Show a link/reference to NOINDEX’ed pages
Our highest duty has to be to our users, not to an individual webmaster. When a user does a navigational query and we don’t return the right link because of a NOINDEX tag, it hurts the user experience (plus it looks like a Google issue). If a webmaster really wants to be out of Google without even a single trace, they can use Google’s url removal tool. The numbers are small, but we definitely see some sites accidentally remove themselves from Google. For example, if a webmaster adds a NOINDEX meta tag to finish a site and then forgets to remove the tag, the site will stay out of Google until the webmaster realizes what the problem is. In addition, we recently saw a spate of high-profile Korean sites not returned in Google because they all have a NOINDEX meta tag. If high-profile sites like
- http://www.police.go.kr/main/index.do (the National Police Agency of Korea)
- http://www.nmc.go.kr/ (the National Medical Center of Korea)
- http://www.yonsei.ac.kr/ (Yonsei University)
aren’t showing up in Google because of the NOINDEX meta tag, that’s bad for users (and thus for Google).

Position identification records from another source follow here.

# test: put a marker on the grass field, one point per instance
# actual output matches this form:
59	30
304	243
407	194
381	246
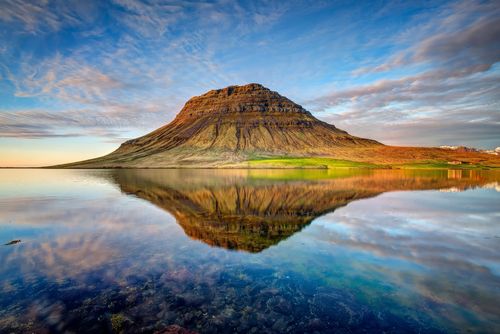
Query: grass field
299	162
330	163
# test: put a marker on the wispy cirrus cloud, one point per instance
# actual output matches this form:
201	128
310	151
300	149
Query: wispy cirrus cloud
451	95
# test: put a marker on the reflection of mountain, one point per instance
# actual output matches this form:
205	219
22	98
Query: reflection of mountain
252	210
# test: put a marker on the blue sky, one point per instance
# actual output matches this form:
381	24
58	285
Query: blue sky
79	77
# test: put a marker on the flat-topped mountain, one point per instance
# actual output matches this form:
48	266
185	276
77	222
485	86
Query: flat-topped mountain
232	126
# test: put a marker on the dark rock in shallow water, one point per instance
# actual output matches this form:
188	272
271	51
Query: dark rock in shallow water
175	329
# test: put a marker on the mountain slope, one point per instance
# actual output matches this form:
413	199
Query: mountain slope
230	125
238	126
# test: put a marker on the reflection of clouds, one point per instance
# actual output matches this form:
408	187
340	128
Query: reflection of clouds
449	257
427	248
66	238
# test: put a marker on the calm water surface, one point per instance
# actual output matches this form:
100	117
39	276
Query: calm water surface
249	251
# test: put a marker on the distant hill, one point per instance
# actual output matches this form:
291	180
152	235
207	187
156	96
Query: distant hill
244	126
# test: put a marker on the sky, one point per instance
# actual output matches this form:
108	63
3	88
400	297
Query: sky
77	78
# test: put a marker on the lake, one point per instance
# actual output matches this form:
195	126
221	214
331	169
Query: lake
251	251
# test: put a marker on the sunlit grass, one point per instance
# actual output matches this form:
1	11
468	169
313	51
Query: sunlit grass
300	162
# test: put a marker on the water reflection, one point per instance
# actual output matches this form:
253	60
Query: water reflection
318	251
252	210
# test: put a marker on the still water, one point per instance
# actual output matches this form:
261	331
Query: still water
258	251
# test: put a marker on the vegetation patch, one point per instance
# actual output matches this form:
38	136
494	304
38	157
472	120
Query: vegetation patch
302	162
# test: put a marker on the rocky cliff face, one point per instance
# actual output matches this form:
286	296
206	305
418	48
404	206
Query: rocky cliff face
245	119
231	124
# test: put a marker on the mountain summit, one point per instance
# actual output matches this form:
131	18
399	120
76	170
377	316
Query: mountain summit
241	126
244	119
229	125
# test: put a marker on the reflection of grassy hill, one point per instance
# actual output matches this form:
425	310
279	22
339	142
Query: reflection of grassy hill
254	209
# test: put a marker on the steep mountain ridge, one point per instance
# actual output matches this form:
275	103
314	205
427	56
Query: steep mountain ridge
230	126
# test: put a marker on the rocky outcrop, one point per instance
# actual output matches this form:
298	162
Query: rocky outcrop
231	124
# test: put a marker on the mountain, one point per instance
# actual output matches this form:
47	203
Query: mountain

Some middle ground in between
The vast majority of webmasters who use NOINDEX do so deliberately and use the meta tag correctly (e.g. for parked domains that they don’t want to show up in Google). Users are most discouraged when they search for a well-known site and can’t find it. What if Google treated NOINDEX differently if the site was well-known? For example, if the site was in the Open Directory, then show a reference to the page even if the site used the NOINDEX meta tag. Otherwise, don’t show the site at all. The majority of webmasters could remove their site from Google, but Google would still return higher-profile sites when users searched for them.
What do you think?
That’s the internal discussion that we’ve been having about NOINDEX meta tags. Now I’m curious what you think. Here’s a poll:
How should Google treat the NOINDEX meta tag?

  • Don't show a page at all
  • Show a link to the page
  • Find some middle ground
View Results


I’d also be interested in (constructive) suggestions in the comments about how Google should treat the NOINDEX meta tag. Try to step into both a regular user’s shoes as well as the position of a site owner before leaving a comment.